Deciding to have a second after prematurity?(7 Posts)
Hoping for some advice / reassurance. Before having DS1, we'd always said we'd like a second if we could and for them to be close in age. Then I had placenta praevia and DS was born late pre-term. I now have half my brain wanting to TTC as planned and the other half having the fear. Also one midwife told me and DH to not get pregnant for at least a year, in all the chaos we never asked why and can't find out now! Also can't get any useful stats on how likely it would be to happen again - I had zero of the risk factors last time, although next time I'll have the previous praevia and c-section as risk factors of another praevia.
Just wondering, if it's not too personal, how you decided whether or not to try again after a premature baby? And how did you cope with pregnancy? At least the first time I was blissfully naïve, I guess I'd be terrified the next time?
I completely understand your trepidation, I feel exactly the same way. I carry a lot of guilt with me about my body failing and not being able to carry my baby to term but at least I only give myself passive fault rather than active as I had no idea and couldn't have done anything differently. With the next one, I know going in that there are risks and therefore if things go bad again, there's a whole other level of fault there having knowingly put another baby at risk. If that makes sense? We got very lucky with this one as he's completely healthy and developing very well but what if we're not so lucky next time? Is it fair to put that baby at risk?
That said, my situation is quite extreme. My baby was born very early at 28 weeks, I had an emergency cerclage done but dilated through that at 23 weeks but managed to hang on for 5 weeks dilated at 4cm. I have an incompetent cervix so the same thing is likely to happen although it might be different if I had the cerclage placed earlier.I'm not saying never but right now I'm just so happy that things have worked out as well as they have that I really don't want another right now.
The advice from your midwife regarding waiting a year is standard advice they give every one who has had a c-section to make sure everything has healed properly before putting your body through the stress of pregnancy again.
Yes that's exactly it, I still feel guilty about not going to term too and to enter into it knowingly (kind of...I've been told both that another praevia is more likely and that it probably won't happen by different people, so the advice is mixed) feels quite difficult to do.
Thank you for telling me the year thing is because of the c section. I wish they'd write stuff down, in all the chaos very little information stuck in my brain!
My decision was taken from me regarding getting pregnant. We had decided not to have anymore as DH was terrified we'd have another preterm baby, it was such a hard decision to make but we thought it was the best thing and my body really needed a break, however I was already unknowingly pregnant when we made that decision, coming to grips with it was hard.
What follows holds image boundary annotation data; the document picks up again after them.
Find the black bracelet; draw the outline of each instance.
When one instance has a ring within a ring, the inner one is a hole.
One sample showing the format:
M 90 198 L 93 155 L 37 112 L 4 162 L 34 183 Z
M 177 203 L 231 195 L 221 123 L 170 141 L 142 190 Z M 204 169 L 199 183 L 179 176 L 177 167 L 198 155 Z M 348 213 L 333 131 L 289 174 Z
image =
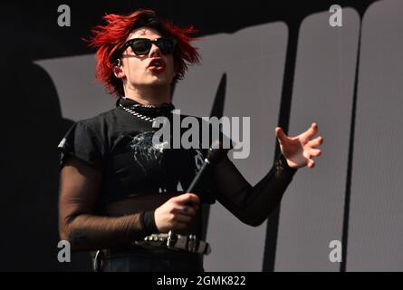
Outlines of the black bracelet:
M 154 218 L 154 210 L 145 210 L 140 213 L 140 221 L 146 236 L 158 232 Z
M 288 165 L 287 160 L 283 153 L 280 153 L 276 163 L 277 169 L 283 169 L 283 171 L 286 171 L 288 174 L 291 175 L 291 177 L 293 177 L 297 171 L 297 169 L 293 169 Z

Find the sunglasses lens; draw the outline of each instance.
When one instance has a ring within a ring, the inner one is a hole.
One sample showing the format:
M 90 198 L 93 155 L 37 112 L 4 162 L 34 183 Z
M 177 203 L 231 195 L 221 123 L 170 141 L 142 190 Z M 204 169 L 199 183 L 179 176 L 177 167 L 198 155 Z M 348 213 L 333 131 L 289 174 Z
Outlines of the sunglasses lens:
M 159 38 L 157 40 L 157 45 L 163 54 L 172 53 L 174 51 L 174 42 L 170 38 Z
M 147 40 L 139 40 L 131 44 L 131 49 L 137 55 L 146 54 L 151 48 L 151 43 Z

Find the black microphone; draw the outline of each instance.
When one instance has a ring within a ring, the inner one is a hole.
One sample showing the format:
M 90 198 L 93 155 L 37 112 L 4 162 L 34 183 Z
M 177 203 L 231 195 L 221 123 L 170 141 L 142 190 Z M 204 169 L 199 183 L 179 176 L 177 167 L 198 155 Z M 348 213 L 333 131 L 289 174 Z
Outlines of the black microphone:
M 229 149 L 226 150 L 223 149 L 222 145 L 223 144 L 221 141 L 216 140 L 213 143 L 213 145 L 208 149 L 207 154 L 205 158 L 202 167 L 200 168 L 200 170 L 198 170 L 197 174 L 193 179 L 192 183 L 190 183 L 186 192 L 193 192 L 196 189 L 196 188 L 199 185 L 200 180 L 202 180 L 204 175 L 208 170 L 211 164 L 214 164 L 216 161 L 218 161 L 223 157 L 223 155 L 229 150 Z

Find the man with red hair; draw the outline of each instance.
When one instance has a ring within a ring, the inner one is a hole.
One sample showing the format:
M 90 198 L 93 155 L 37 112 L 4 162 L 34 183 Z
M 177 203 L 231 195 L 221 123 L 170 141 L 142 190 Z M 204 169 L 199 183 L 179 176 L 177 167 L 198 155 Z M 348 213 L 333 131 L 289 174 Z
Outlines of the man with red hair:
M 293 138 L 276 128 L 282 154 L 254 187 L 224 154 L 197 190 L 184 192 L 206 150 L 156 146 L 153 121 L 172 118 L 172 86 L 198 63 L 194 30 L 150 10 L 104 19 L 89 41 L 98 80 L 119 99 L 116 108 L 74 123 L 59 145 L 60 236 L 72 249 L 99 250 L 96 268 L 104 271 L 204 271 L 201 203 L 216 199 L 244 223 L 262 224 L 296 169 L 314 166 L 322 138 L 312 140 L 314 123 Z

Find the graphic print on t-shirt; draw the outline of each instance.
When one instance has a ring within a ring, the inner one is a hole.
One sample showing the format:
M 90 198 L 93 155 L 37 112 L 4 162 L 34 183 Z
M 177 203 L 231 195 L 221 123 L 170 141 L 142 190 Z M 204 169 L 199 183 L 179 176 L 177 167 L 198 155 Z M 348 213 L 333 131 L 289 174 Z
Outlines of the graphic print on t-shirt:
M 145 176 L 151 174 L 151 169 L 161 167 L 162 155 L 165 149 L 164 144 L 168 144 L 153 145 L 153 131 L 140 132 L 134 136 L 130 142 L 134 161 L 139 164 Z

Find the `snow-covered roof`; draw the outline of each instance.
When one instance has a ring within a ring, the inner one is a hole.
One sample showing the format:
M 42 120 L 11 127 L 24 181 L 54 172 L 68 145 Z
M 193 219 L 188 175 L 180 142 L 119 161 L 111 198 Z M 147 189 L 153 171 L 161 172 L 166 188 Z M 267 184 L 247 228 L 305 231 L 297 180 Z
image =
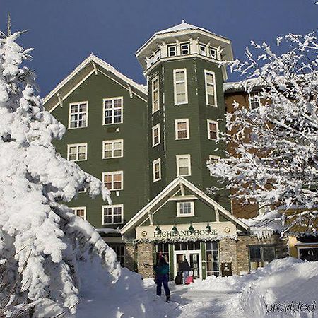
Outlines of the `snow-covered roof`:
M 151 43 L 153 40 L 155 39 L 160 39 L 162 40 L 164 35 L 167 35 L 169 33 L 176 33 L 176 35 L 178 34 L 182 34 L 184 31 L 187 30 L 194 30 L 194 31 L 199 31 L 203 35 L 212 37 L 216 39 L 216 40 L 218 40 L 220 42 L 226 43 L 228 45 L 230 45 L 231 41 L 225 37 L 223 37 L 222 35 L 218 35 L 216 33 L 213 33 L 213 32 L 209 31 L 208 30 L 204 29 L 204 28 L 198 27 L 196 25 L 194 25 L 192 24 L 187 23 L 184 21 L 182 21 L 181 23 L 177 24 L 177 25 L 174 25 L 171 28 L 168 28 L 167 29 L 162 30 L 160 31 L 155 32 L 151 37 L 148 39 L 146 43 L 144 43 L 139 49 L 137 49 L 136 54 L 138 56 L 140 52 L 148 46 L 149 43 Z
M 203 31 L 208 32 L 209 33 L 211 33 L 211 31 L 204 29 L 203 28 L 197 27 L 196 25 L 193 25 L 192 24 L 189 24 L 184 21 L 182 21 L 182 23 L 177 24 L 177 25 L 174 25 L 167 29 L 162 30 L 161 31 L 158 31 L 154 34 L 154 35 L 155 35 L 157 34 L 169 33 L 170 32 L 177 32 L 177 31 L 181 31 L 181 30 L 202 30 Z
M 180 185 L 183 185 L 186 187 L 191 192 L 192 192 L 197 197 L 201 198 L 201 199 L 204 200 L 206 203 L 208 203 L 211 206 L 213 206 L 214 208 L 216 208 L 218 212 L 223 215 L 225 218 L 232 221 L 232 223 L 240 225 L 245 230 L 248 229 L 248 225 L 242 222 L 240 219 L 236 218 L 229 211 L 228 211 L 225 208 L 223 208 L 220 204 L 216 202 L 212 199 L 210 196 L 208 196 L 206 194 L 205 194 L 203 191 L 200 190 L 197 188 L 194 184 L 191 183 L 187 179 L 182 177 L 177 177 L 174 180 L 172 180 L 167 187 L 163 189 L 163 190 L 160 192 L 155 198 L 153 198 L 150 202 L 148 203 L 145 206 L 143 206 L 141 210 L 137 212 L 132 218 L 131 218 L 125 225 L 120 230 L 120 232 L 122 235 L 129 230 L 131 228 L 136 227 L 136 224 L 141 221 L 143 217 L 146 215 L 149 215 L 151 213 L 151 210 L 158 204 L 161 200 L 165 199 L 167 196 L 169 196 L 172 192 L 177 187 Z

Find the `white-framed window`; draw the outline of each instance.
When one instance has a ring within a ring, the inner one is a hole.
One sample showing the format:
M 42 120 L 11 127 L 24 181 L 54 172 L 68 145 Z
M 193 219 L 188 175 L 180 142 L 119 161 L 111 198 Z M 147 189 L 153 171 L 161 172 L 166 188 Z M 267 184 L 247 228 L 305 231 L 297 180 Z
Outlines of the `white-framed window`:
M 87 143 L 67 145 L 67 160 L 69 161 L 85 161 L 87 160 Z
M 102 172 L 102 180 L 110 191 L 124 189 L 124 171 Z
M 208 161 L 211 163 L 216 163 L 220 161 L 220 157 L 218 155 L 210 155 L 208 156 Z
M 124 157 L 124 139 L 102 141 L 102 159 Z
M 177 155 L 177 175 L 191 175 L 191 156 L 190 155 Z
M 219 161 L 220 161 L 220 157 L 218 155 L 210 155 L 208 156 L 208 164 L 214 165 L 215 163 L 217 163 Z M 210 175 L 211 177 L 213 176 L 213 174 L 212 173 L 212 171 L 210 171 Z M 231 203 L 232 203 L 232 201 L 231 201 Z
M 210 140 L 218 139 L 218 123 L 215 120 L 208 119 L 208 139 Z
M 88 126 L 88 102 L 72 102 L 69 105 L 69 129 Z
M 194 216 L 194 202 L 193 201 L 177 202 L 177 216 Z
M 189 139 L 190 133 L 189 130 L 189 119 L 175 120 L 175 139 Z
M 217 50 L 214 47 L 210 47 L 210 57 L 213 59 L 218 59 Z
M 206 45 L 204 44 L 199 45 L 199 53 L 201 55 L 205 55 L 206 57 Z
M 180 44 L 181 55 L 187 55 L 190 54 L 190 44 L 181 43 Z
M 122 124 L 123 122 L 124 98 L 104 98 L 102 124 Z
M 153 147 L 160 143 L 160 124 L 158 124 L 153 127 Z
M 261 106 L 261 95 L 259 92 L 251 92 L 249 94 L 249 102 L 251 110 L 259 107 Z
M 167 50 L 168 50 L 168 57 L 175 57 L 177 55 L 176 45 L 168 45 Z
M 173 70 L 175 105 L 187 104 L 187 69 Z
M 159 76 L 155 76 L 151 81 L 151 96 L 153 101 L 153 114 L 159 110 Z
M 216 103 L 216 74 L 204 70 L 206 105 L 218 107 Z
M 161 180 L 161 159 L 153 161 L 153 182 Z
M 102 224 L 122 224 L 124 223 L 124 204 L 102 206 Z
M 79 216 L 83 220 L 86 220 L 86 206 L 76 206 L 70 208 L 73 210 L 73 213 Z

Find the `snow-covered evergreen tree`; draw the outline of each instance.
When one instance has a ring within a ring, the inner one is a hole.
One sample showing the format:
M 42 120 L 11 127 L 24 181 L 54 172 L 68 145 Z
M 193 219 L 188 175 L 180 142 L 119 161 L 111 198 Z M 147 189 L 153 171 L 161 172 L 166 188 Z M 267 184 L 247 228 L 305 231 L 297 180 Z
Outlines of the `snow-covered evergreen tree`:
M 210 164 L 211 173 L 254 202 L 270 222 L 281 216 L 283 232 L 315 232 L 318 210 L 318 41 L 314 33 L 278 39 L 283 54 L 252 43 L 247 60 L 232 70 L 247 80 L 247 92 L 261 87 L 261 106 L 235 103 L 223 136 L 227 157 Z M 263 222 L 262 224 L 267 224 Z
M 0 315 L 28 306 L 33 317 L 67 317 L 78 302 L 78 259 L 100 258 L 110 283 L 120 269 L 96 230 L 59 202 L 83 187 L 93 198 L 109 200 L 109 192 L 55 152 L 52 139 L 65 128 L 22 66 L 31 49 L 17 44 L 21 34 L 0 34 Z

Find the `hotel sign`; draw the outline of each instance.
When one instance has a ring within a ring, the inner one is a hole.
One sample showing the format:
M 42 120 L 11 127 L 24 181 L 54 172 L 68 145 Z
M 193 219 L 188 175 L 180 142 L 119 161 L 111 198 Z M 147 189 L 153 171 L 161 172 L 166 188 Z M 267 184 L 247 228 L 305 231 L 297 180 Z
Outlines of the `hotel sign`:
M 168 239 L 170 237 L 232 236 L 236 235 L 236 227 L 230 222 L 209 223 L 211 229 L 206 229 L 207 223 L 193 223 L 193 230 L 189 224 L 139 226 L 136 228 L 137 239 Z M 160 230 L 155 230 L 157 226 Z M 175 230 L 173 230 L 173 228 Z

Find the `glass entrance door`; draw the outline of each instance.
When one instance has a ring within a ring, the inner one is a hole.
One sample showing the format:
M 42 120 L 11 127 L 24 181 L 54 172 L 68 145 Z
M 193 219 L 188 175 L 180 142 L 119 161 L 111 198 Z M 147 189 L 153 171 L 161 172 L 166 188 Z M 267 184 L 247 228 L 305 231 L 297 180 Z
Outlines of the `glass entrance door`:
M 200 264 L 199 264 L 199 253 L 189 251 L 189 265 L 191 269 L 193 271 L 193 278 L 200 278 Z
M 173 259 L 175 276 L 179 271 L 179 266 L 181 262 L 187 259 L 191 269 L 193 271 L 194 278 L 201 278 L 202 277 L 202 260 L 200 250 L 175 251 Z

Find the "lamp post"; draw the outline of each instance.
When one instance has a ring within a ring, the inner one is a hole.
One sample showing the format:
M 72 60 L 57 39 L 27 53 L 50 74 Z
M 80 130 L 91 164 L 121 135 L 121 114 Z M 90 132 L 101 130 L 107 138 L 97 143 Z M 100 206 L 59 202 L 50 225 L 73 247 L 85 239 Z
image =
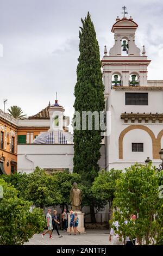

We never really settled into the pregnancy, we were happy but the worries were there and then we found out there was something wrong with that baby and would have to be delivered early but that too was taken out of our hands when I gave birth unexpectedly at home at 26 weeks.
At our 12 (well 13 week) scan I enquired about the possibility of another premature baby and they said there is no reason, regarding I stay on top of my B12 injections and iron levels, that shouldn't have a normal, healthy full term pregnancy, and it improved my chances that I had previously had 3 healthy pregnancies.
I don't believe both premature births were related. Both caused by different things that were out of our control, however, I am wary because I did go into labour with no known cause; my placenta, uterus, fluid, cervix etc was completely healthy and fine.
Honestly I'd say it's a 50/50 chance. If you have no known medical issues that could cause you to go into premature labour, or your baby is healthy (and if problems occur don't affect how long you carry) then I don't see any reason why you couldn't go on to have a full term pregnancy
Thank you for your replies. I guess it is just a lottery isn't it, even the medics can't decide if I'd be likely to have the same thing again (and of course I could have a different thing)
I am in a similar situation. Dc1 full term, dc2, full placenta praevia delivered at 26weeks. We would love another DC, but I am torn, my Heart says sod it go for it, my head says I'd be mad. My premmie has CP as a result of her early arrival and my terrible pregnancy, which is another reason why I am uncertain. I was told the previa is all down to where the egg implants and was just bad luck. I too had no risk factors.....
Hi summer thanks for your reply. Praevia is so scary isn't it. Ive been told similar to you, that the egg might implant higher up next time. But also that due to the c section scar and other surgical damage (it all started to go rather wrong during surgery) that's there's more chance of the egg implanting lower, so I'll have risk factors...and I'll be officially 'old' according to the NHS!